In the office we say the latter. The meaning behind the term isn't posted on the site but is appropriate to answering your question: http://en.wikipedia.org/wiki/Polis
In short, Aristotle thought there was a max size to the self governing city state, so we played off of that as the goal was to create a comment system that could handle tens of thousands of opinions and stay orderly (think virtual town hall / lots of people on the bus to work responding to a mayor's question to the whole city). Email, discussion threads, comments that scroll down, etc, top out pretty well beneath that, and simple upvoting and downvoting doesn't capture groups.
While we started out in politics, we're exploring a lot of different avenues right now with our current users, including education, replacing comments on blogs, etc.
The "o" in "police" is long, you need a short one. The English pronunciation is what you would transliterate as "poulis" (can't write IPA on the phone, but it's a short o followed by a oo sound). In Greek, the o is as in "hot" in duration, but not in sound (not close to the "a' sound).

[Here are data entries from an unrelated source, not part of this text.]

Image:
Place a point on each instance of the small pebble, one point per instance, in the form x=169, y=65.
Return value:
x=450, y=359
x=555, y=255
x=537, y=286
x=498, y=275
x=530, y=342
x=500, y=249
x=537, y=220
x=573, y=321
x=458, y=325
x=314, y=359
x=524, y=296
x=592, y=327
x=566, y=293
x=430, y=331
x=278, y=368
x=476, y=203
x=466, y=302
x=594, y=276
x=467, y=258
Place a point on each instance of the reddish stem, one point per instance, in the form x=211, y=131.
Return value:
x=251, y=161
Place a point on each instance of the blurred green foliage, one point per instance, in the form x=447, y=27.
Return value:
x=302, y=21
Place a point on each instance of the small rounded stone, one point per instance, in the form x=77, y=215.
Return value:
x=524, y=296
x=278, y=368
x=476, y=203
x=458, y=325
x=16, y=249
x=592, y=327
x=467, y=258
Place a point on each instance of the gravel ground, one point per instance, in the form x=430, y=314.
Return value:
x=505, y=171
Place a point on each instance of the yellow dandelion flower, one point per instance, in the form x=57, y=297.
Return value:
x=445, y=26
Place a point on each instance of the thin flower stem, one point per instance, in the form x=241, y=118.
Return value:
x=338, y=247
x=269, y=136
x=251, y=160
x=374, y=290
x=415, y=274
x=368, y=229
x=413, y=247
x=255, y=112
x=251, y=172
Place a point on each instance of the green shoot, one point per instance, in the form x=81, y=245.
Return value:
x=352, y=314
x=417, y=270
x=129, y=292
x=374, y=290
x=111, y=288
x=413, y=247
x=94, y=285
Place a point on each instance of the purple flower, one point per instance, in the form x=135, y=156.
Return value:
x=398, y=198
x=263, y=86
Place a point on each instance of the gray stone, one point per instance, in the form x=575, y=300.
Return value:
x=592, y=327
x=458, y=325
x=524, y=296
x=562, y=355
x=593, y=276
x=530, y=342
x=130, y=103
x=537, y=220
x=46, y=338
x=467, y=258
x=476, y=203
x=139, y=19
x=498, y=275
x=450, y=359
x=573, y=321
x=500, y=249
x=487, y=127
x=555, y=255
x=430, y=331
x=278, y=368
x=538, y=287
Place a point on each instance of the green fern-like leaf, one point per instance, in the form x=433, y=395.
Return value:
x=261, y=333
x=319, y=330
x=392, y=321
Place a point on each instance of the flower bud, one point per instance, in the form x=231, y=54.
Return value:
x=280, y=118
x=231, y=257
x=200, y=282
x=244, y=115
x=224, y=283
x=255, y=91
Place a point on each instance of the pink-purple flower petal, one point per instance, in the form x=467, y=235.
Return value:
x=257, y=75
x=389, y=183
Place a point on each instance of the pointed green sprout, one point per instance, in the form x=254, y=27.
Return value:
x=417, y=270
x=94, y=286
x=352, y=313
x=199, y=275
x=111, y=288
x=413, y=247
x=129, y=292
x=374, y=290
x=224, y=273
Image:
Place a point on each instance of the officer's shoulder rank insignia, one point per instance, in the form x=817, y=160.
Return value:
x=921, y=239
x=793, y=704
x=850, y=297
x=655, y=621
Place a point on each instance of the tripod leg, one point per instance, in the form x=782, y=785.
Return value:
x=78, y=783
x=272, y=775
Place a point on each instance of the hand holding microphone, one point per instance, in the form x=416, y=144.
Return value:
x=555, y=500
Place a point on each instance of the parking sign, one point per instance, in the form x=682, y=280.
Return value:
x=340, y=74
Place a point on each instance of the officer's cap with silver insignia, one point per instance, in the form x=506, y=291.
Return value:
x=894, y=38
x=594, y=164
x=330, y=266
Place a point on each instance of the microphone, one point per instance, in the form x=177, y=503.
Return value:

There's only one way to say it in Greek (the one I posted above), I suspect that the person who instructed you to pronounce it as in "hot" meant the duration. I can't think of an example of an English word with a pure "o" sound at the moment, I'm afraid. You're going to have to listen to my pronunciation above to get it right :-P "O" as in "hot" is fine, as long as you don't pronounce it too much on the "a" side.
Or more like "police"?
Or Poe-less? See http://rationalwiki.org/wiki/Poe%27s_Law
Rather different interpretations (but all meaningful in the context of online discussion, interestingly!).